For years, the PNC denied left, right and centre that it had ever allowed Cuban planes to refuel in Guyana en route to Luanda. The subsequent claim that Cuban troops were training in Guyana’s jungle was also vehemently denied.
Yet today, the confession is out in the open that Cuban planes did refuel here when no other Caribbean country wanted to offer such facilities to the Cubans, and it was this act of allowing the Cuban planes to refuel in Guyana that tilted the balance in the civil war in Angola.
It would have taken more than the two flights that left from Timehri to tilt the balance in Angola. Yes, two flights! Of the more than one hundred flights which ferried Cuban troops to Luanda, only two refueled in Guyana. Guyana was never a suitable refueling location because the runway at Timehri was too short and thus unsuitable for the large Cuban planes which were transporting troops.
Burnham played no heroic role in that regard. The ultimate Caribbean hero in the Angolan civil war was Fidel Castro who, without the prompting of the Russians, decided to send Cuban troops into battle. That decision became necessary after the apartheid regime in South Africa made a game-changing incursion into Angolan territory.
It is true that if Cuban troops were not sent to Angola, the fate of that country would have been different. But Forbes Burnham was not a major player in that process as he is now being made out to be.
It was Castro who had sent one of his military commissars to meet Burnham after Barbados refused refueling rights to Cuba. Many flights in fact were re-fueled in Barbados before the Americans turned on the pressure on the authorities to deny Cuba refueling rights.
Burnham also came under pressure from the Americans and from Venezuela. He got a call from the then President of Venezuela, Carlos Andres Perez, who threatened to curtail the preferences Guyana was receiving from that country if a single drop of Venezuelan fuel was used in the refueling exercise.
Burnham’s heroic stand ended before it started. His defiance collapsed like an empty sack. This great hero who it is claimed heroically tilted the balance in favour of the Angolan civil war could not stand up to the Venezuelan and American pressure.
Wikileaks has just released declassified documents which point to a series of meetings between the American embassy personnel in Guyana and the Forbes Burnham administration in which the Americans made it clear that they would not tolerate Cuban planes being refueled in Guyana.
These documents reveal a different picture from the heroic portrait that is now being painted about Burnham and his support for transporting Cuban troops to Angola.
Another attempt at portraying Burnham as heroic and principled when it came to apartheid is the story about Burnham refusing the gift of a plane from a company which wanted to trade in Guyana’s sugar. It was related that the refusal was because that company concerned had ties in apartheid South Africa. That may well be so, but Burnham’s government had for years been bartering Guyana’s bauxite through a company which had extensive financial and business interests in South Africa.

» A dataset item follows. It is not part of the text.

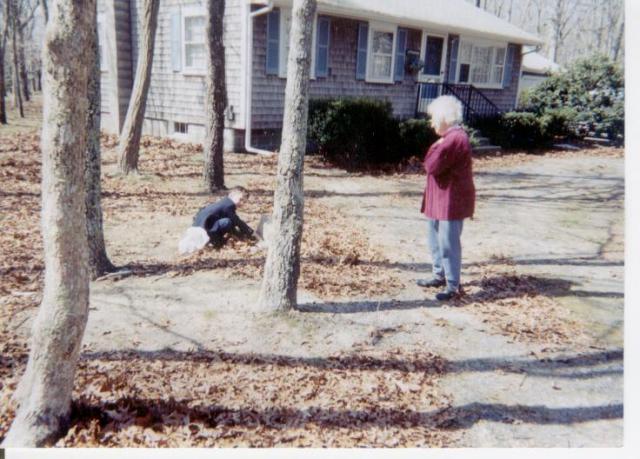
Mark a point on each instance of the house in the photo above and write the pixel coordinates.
(535, 69)
(361, 48)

Burnham’s opponents were alert to this fact and they constantly threw it in his face as an example of his inconsistency when it came to South Africa. It can also be said that most of Guyana’s sugar in the 1970s ended up being processed by a firm which had strong business chains in apartheid South Africa and still does onto this day.

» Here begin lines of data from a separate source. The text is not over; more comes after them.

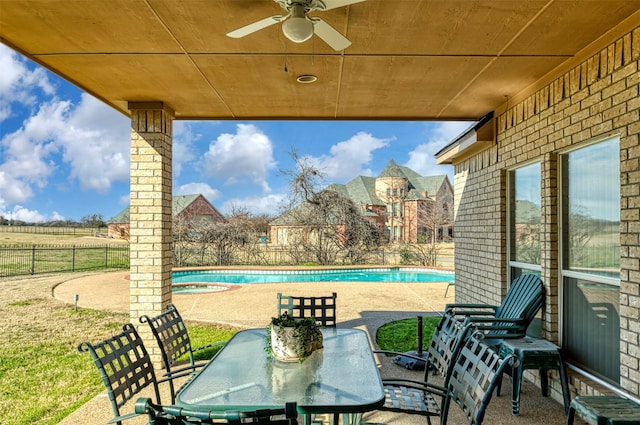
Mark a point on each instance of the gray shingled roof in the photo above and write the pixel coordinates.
(180, 202)
(362, 191)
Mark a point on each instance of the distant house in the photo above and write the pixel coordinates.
(186, 209)
(399, 200)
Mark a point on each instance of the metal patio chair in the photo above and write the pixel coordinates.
(512, 317)
(322, 308)
(125, 368)
(170, 332)
(473, 373)
(420, 397)
(175, 415)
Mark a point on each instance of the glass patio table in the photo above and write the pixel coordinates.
(341, 378)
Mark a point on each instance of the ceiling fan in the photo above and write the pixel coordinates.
(298, 27)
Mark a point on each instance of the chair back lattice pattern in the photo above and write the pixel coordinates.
(322, 308)
(447, 341)
(523, 300)
(171, 334)
(474, 377)
(124, 365)
(175, 415)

After Walter Rodney was murdered, Burnham tried to regain lost ground in Africa by overstepping in his interpretation of the Gleneagles Agreement. That agreement had called on members of the Commonwealth to take steps to desist their nationals from having sporting ties with South Africa. In order to atone for the fallout from the Rodney assassination, Burnham engaged in grandstanding by refusing to allow any sportsman who had gone to South Africa from playing any sport in Guyana.
To however surmise from these and other arguments that Burnham was not sincere about his support for anti-apartheid stuggles would be a case of lopsided judgment. Burnham may have been a lot of things but when it came to South Africa, he was sincerely opposed to apartheid rule. That cannot be denied.
Whether he made a major contribution to the liberation struggles in Africa is however debatable. Burnham faced one major problem that did not allow him to go as far as he may have wanted when it came to the liberation struggles in Africa.
Throughout his career as Prime Minister of Guyana, he could not disentangle himself from the clutches of the Americans to whom he owed allegiance for the favours the CIA did for him. And they always pulled him in when he stepped too far outside of their liking, as they did with the Cuban planes.